There are exceptions to every rule, but in my experience in working with various people, that’s not something that they wouldn’t be able to do easily.
So you’ll still have some challenges on the data engineering side that really only data engineers and software engineers are best suited for.
Obviously, anybody can learn anything.
But out of the box that’s persons not going to have strong aptitudes, they’re the big question I would also have is what software skills do does this engineering person have? Someone in biostatistics, for example, is going to have a very strong background in either SPSS or R.
And those two languages are obviously very, very well suited for working with marketing data.
I use r all the time, literally every single day, to do even relatively basic stuff, like getting data out of Google Analytics, it’s just a fantastic piece of software for that.
So software engineers, probably gonna have some experience in Python.
And that’s definitely going to be something that will be coming exceptional, handy when pulling data out of various applications.
Again, with the caveat that most folks in scientific engineering don’t have a lot of background and extracting data out of API’s.
So just know that that’s a thing.
You do want to look for somebody, ideally, who has coding skills, because there are certainly a lot of purpose built applications and every scientific discipline that you know, pre packaged apps, that those will not translate well into marketing, those will not transfer, probably at all into marketing, but somebody who can write code is going to do well.

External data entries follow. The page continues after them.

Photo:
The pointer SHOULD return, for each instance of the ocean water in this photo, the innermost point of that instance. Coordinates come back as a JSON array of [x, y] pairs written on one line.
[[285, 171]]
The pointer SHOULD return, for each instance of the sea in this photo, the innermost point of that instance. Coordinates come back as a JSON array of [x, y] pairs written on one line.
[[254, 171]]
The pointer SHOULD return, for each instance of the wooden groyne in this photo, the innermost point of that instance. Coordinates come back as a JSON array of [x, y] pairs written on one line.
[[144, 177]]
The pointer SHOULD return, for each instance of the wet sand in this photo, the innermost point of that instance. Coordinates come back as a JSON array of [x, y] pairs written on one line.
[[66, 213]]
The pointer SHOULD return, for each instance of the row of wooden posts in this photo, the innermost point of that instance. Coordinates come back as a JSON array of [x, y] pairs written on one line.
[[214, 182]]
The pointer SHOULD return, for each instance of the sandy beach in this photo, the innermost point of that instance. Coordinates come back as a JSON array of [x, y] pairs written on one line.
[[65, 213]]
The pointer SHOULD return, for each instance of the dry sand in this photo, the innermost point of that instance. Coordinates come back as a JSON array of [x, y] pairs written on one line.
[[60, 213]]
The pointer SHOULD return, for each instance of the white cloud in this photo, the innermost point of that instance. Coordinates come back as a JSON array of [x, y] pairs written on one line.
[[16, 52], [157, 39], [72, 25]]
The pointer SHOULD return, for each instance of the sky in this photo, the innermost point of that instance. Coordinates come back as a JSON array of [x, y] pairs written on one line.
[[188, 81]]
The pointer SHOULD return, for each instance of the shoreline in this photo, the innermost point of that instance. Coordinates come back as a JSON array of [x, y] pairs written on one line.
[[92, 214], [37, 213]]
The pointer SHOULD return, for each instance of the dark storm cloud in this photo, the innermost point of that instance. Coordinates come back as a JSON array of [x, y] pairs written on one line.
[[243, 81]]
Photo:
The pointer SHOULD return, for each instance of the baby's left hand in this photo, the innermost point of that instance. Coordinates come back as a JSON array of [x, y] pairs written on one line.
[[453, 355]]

The other thing that is important is, you’re going to need to have good management of the person and understand that managing engineers, typically is different than managing other kinds of employees, they are, again, very outcome driven, you have to be extremely clear, they some have good project management skills, some do not.
That varies pretty wildly.
And giving them feedback on things, one of the challenges you’re going to run into is you may not necessarily know how they’re doing something, and you will have to work with them to have them explain how they do things.
So that you can offer feedback about how they might do it better.
One of the challenges I’ve had in my career is I’ve worked for people who don’t understand what I do, and so therefore cannot offer guidance about how to improve my processes or how to improve my code.
Certainly, they can offer feedback on how I can improve the outcomes I deliver.
But it is that left to me as a self directed learner to figure out how can I make this better on my own.
And if you have a person who needs a mentor who needs external assistance to be motivated to learn, you’re gonna have to learn that early and find somebody who can provide that guidance.
Because it’s really challenging for the person if they get frustrated, and there’s nobody that can turn to for help.
So there’s a few of the thoughts, I would have them again, focusing on if they’re, if they’re a good engineer, they should have a good technical background in data analysis.
That’s true of almost every kind of engineering.
And I would look at the data challenges you have and say, Okay, how can we map this person’s skills to this person to our challenges? And again, that requires really getting to know that person and what the skills are that they have.
Interviewing, seeing their work, trying to understand the kinds of problems they’ve solved, I think is really important to be able to to ask them to show me some of the tougher problems you’ve solved some of the more difficult experiments you’ve run and how you navigated those challenges that kind of informational question before or after hiring the person will be beneficial to you to understand them better.